整形外科では特に、膝や腰が痛いと来られる方の場合、座ってからの診察だけではわからないことが多いんです。実際に歩いている姿、立ち上がる姿を見て初めて「ああ、こうなんだな」とあたりがつく。だから初診の方は特に、私が待合室まで名前を呼びに行きます。お名前を呼んだ時の反応、表情、待合室からの立ち上がり方、歩く姿、歩幅、速度。これらすべてが診断につながる重要な情報なんです。診察室で「ここでちょっと歩いてみて」と言われても距離が短いですし、患者さんも構えてしまう。自然な動きを観察することで、より精密な診断ができると考えています。これは救急科医時代に培った観察力が生きていますね。

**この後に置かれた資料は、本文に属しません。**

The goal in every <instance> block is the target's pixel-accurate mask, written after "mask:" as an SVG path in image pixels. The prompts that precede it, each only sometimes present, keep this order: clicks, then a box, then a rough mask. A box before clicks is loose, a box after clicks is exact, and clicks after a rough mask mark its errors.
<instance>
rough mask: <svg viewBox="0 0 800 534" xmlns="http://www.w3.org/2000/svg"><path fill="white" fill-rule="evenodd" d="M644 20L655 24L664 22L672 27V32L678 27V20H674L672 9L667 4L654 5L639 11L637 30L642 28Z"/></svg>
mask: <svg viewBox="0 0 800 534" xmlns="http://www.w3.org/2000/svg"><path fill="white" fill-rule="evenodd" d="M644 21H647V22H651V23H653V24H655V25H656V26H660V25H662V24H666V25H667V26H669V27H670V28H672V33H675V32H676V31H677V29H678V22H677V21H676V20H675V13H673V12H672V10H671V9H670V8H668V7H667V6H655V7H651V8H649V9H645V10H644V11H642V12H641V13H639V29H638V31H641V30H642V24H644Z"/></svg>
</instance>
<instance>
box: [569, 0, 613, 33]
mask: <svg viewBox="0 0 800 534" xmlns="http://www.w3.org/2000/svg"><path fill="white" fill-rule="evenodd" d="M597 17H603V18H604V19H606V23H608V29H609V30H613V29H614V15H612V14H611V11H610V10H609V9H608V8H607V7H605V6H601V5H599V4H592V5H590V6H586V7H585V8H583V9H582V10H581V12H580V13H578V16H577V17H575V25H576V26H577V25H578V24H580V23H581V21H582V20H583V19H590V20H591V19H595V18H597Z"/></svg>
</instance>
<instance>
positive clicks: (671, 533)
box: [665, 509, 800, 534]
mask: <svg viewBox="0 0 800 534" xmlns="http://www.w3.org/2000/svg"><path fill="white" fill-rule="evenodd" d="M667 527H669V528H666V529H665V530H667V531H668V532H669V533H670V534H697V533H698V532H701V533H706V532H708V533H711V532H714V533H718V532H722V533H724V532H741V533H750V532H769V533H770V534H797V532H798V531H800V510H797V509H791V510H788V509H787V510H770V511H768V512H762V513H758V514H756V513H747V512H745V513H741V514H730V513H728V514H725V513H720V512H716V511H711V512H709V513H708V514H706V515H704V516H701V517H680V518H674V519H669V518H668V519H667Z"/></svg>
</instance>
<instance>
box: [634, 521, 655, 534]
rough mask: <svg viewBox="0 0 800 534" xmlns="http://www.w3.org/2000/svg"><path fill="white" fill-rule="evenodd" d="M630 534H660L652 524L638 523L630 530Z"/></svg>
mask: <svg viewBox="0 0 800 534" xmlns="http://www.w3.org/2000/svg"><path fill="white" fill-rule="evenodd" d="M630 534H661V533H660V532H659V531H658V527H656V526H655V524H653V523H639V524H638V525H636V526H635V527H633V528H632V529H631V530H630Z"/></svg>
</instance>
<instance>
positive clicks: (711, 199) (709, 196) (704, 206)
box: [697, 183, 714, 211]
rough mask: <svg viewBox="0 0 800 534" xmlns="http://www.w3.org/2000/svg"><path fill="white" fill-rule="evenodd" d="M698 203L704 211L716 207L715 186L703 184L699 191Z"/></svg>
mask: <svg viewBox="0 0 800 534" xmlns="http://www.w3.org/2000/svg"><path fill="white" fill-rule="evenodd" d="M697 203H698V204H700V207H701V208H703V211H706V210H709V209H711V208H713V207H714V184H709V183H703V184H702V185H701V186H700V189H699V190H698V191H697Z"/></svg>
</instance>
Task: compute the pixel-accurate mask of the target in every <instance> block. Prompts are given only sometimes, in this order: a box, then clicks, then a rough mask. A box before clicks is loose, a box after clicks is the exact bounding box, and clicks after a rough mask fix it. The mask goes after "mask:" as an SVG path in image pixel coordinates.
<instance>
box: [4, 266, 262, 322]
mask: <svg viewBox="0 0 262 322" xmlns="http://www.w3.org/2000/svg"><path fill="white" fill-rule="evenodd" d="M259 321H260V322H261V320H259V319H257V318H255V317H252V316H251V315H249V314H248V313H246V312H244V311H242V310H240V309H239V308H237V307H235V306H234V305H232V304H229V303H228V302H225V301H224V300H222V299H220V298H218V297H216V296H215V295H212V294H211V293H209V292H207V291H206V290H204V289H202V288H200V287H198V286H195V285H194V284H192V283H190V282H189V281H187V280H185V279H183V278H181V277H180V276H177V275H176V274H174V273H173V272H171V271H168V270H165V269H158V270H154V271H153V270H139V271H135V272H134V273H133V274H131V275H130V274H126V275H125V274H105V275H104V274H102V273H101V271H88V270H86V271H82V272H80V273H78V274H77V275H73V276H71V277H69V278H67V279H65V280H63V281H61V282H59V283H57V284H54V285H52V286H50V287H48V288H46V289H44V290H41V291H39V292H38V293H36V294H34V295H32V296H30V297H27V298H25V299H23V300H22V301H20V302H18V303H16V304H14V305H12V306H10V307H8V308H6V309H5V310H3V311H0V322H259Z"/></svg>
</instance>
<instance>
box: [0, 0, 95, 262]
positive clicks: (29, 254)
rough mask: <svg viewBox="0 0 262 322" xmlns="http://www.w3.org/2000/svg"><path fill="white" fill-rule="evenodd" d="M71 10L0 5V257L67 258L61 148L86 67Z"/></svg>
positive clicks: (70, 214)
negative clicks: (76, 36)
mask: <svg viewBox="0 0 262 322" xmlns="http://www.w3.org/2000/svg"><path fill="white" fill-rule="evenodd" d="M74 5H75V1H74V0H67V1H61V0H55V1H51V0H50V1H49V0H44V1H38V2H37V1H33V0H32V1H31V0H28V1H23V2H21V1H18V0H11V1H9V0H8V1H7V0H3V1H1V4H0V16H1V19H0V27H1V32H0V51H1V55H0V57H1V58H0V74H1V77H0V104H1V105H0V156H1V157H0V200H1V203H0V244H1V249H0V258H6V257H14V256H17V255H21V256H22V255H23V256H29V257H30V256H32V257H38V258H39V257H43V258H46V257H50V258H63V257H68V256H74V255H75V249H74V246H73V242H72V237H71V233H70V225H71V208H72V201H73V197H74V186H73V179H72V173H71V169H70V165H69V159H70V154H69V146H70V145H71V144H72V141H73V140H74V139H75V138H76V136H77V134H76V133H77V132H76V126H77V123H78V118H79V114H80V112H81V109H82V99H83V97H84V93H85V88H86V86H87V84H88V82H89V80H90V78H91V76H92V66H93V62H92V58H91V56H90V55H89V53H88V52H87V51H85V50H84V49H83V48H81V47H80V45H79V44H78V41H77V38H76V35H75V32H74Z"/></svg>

診療で心がけていることや、患者さんとのコミュニケーションについて教えてください。

医療用語は極力使わないようにしています。例えば、私たちが携帯電話のお店で説明を受けても「何それ?」となるのと一緒で、患者さんがご存じないことはよくあります。使う時は必ず「こういう意味の」という注釈をつけます。また、できるだけ患者さんの顔を見ながらお話しするよう心がけています。よく「パソコンばかり見て自分を見てくれない」と言われる方もいますが、私はその分カルテを書くのが遅くなって残業になっても、患者さんとの対話を大切にしたいんです。高齢の方は特に、先生との会話を大事にされますし、一人暮らしの方も多いので、家に帰ってからの生活まで考えて診療しています。

読者へのメッセージをお願いします。

伊藤真吾院長 いとしん整形外科6

30〜40代の方々は、ご自身も忙しい中で親御さんの健康も気になる年代だと思います。親御さんが足腰の痛みで悩んでいたら、ぜひリハビリをお勧めください。薬や湿布だけでなく、体を動かすリハビリで改善が期待できることが多いんです。また、救急科も標榜していますので、「これってどこに行けばいいの?」と困った時は、とりあえずご相談ください。予約なしでも診察しますし、予約枠も設けています。土曜診療や平日19時まで診療していますので、お仕事帰りにも受診しやすいと思います。骨粗しょう症の検査も、症状がなくても一度は受けていただきたい。特に女性は必須です。MRIもCTも当日撮影可能で結果もすぐわかる。この利便性を生かして、地域の皆さんの健康を支えていきたいと思っています。